# Three 150W or 250W Metal Halides?



## FJP (Oct 31, 2009)

Hi all, this is my first post:

I am in the process of planning my tank set up. It is a 6 by 2 by 2 ft tank, approximately 670L. It will be a planted aquarium.

I have decided on metal halides. Just not sure whether to purchase a unit with three 150W or three 250W bulbs. I know even the 150W would be more than adequate for a planted tank, however the price is deterring me. Is 250 W absolute overkill ?

The 250 W unit is another $30. Not sure if it would be cheaper in the long run to operate three 250 W bulbs for a shorter period of time than have the 150W bulbs running even longer. The 250 W bulbs are more expensive to replace though.

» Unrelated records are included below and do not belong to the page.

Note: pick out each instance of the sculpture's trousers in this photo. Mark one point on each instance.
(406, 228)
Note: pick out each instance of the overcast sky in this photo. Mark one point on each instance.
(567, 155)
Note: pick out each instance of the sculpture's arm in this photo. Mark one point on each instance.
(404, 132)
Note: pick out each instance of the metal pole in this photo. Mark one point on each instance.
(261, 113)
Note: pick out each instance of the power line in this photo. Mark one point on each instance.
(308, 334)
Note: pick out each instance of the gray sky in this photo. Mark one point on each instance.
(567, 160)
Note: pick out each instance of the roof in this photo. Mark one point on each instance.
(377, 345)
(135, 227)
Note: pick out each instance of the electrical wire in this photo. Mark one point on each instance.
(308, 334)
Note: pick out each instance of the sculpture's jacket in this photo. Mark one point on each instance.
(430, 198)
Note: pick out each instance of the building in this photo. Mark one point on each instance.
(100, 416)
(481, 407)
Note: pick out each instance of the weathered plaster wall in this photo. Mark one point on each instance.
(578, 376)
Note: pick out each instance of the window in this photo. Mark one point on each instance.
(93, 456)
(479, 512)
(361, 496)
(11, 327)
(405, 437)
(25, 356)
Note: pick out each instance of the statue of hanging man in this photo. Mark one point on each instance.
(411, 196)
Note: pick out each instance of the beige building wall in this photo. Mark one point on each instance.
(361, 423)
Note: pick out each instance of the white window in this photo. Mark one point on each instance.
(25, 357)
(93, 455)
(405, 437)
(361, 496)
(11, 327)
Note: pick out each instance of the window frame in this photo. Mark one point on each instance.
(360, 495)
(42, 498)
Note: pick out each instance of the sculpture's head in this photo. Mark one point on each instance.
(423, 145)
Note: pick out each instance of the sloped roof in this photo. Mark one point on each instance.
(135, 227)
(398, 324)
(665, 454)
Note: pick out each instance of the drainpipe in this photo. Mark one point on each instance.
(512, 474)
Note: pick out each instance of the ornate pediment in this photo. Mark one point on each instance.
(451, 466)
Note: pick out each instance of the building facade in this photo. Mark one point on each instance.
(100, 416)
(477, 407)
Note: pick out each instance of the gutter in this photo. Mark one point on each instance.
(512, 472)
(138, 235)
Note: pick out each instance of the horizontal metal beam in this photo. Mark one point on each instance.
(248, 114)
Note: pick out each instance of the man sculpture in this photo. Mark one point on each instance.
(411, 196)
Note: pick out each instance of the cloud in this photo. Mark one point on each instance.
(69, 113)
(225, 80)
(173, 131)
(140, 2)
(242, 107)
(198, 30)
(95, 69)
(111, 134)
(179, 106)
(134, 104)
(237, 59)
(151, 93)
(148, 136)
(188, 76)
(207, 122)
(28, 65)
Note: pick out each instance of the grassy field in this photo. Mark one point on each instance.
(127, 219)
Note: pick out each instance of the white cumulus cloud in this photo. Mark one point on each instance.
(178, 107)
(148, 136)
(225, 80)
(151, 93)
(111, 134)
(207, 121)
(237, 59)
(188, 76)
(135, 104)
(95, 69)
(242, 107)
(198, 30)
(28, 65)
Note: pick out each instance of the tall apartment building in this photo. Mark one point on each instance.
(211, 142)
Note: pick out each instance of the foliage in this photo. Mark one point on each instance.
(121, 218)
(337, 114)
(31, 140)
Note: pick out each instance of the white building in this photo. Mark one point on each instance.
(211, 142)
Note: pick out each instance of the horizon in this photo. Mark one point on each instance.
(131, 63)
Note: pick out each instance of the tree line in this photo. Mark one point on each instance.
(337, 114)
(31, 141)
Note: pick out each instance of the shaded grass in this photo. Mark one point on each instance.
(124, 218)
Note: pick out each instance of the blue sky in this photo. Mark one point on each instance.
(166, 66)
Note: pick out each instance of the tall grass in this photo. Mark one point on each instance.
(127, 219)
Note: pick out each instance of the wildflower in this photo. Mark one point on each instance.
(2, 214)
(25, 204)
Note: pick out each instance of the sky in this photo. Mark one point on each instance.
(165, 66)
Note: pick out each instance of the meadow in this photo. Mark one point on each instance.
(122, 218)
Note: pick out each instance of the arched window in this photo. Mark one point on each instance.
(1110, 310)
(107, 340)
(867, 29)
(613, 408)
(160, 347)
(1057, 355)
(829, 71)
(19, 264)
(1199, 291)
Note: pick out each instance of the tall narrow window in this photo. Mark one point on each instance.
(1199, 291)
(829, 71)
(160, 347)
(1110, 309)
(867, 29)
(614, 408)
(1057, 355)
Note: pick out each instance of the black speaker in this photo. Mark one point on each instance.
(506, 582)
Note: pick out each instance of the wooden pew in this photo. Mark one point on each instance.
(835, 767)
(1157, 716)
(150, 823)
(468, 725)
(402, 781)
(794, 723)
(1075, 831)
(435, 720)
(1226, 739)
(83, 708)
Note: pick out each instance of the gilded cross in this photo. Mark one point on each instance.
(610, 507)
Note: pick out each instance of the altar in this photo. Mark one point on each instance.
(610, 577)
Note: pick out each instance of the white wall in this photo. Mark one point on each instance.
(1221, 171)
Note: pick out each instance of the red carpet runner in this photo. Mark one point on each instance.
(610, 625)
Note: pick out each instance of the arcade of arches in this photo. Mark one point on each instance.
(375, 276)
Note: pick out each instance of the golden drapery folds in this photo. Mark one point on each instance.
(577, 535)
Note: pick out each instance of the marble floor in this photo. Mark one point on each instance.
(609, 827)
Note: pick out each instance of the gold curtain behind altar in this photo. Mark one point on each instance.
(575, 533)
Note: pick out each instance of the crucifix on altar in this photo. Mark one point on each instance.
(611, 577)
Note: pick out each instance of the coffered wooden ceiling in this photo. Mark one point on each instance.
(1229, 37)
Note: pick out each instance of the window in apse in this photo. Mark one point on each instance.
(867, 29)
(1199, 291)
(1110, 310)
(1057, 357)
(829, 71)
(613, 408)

With the 250 W unit, I would be able to make the transition into a marine set up without needing to modify my lighting set up. 

Which way do you think I should go? Any suggestions would be apprciated

Thanks, Regards, Fraser.


----------



## ashappard (Jun 3, 2006)

hey Fraser, welcome to the forum!
I recommend the 3x150 Halides, good choice for your tank size and depth.

Of course if you want to transition into marine you have a good point, the 250x3 would be a better fit for reefing. 250x3 would be a bit much for a planted tank, probably more difficult to keep stability. Are any of the fixtures you are looking at also with supplemental PC or T5 bulbs? If so, and you go with the 250x3, you could run supplemental bulbs part of the day and a shorter period of MH. 

in the end, I still say go with the 150x3 - but I've moved on past reefing long ago. Too much $$$


----------



## Crispino Ramos (Mar 21, 2008)

*Are metal halides energy efficient and 'green'?*


----------



## TAB (Feb 7, 2009)

it depends on lots of factors.

The biggest factor is the reflector. Some focus light more then others.


----------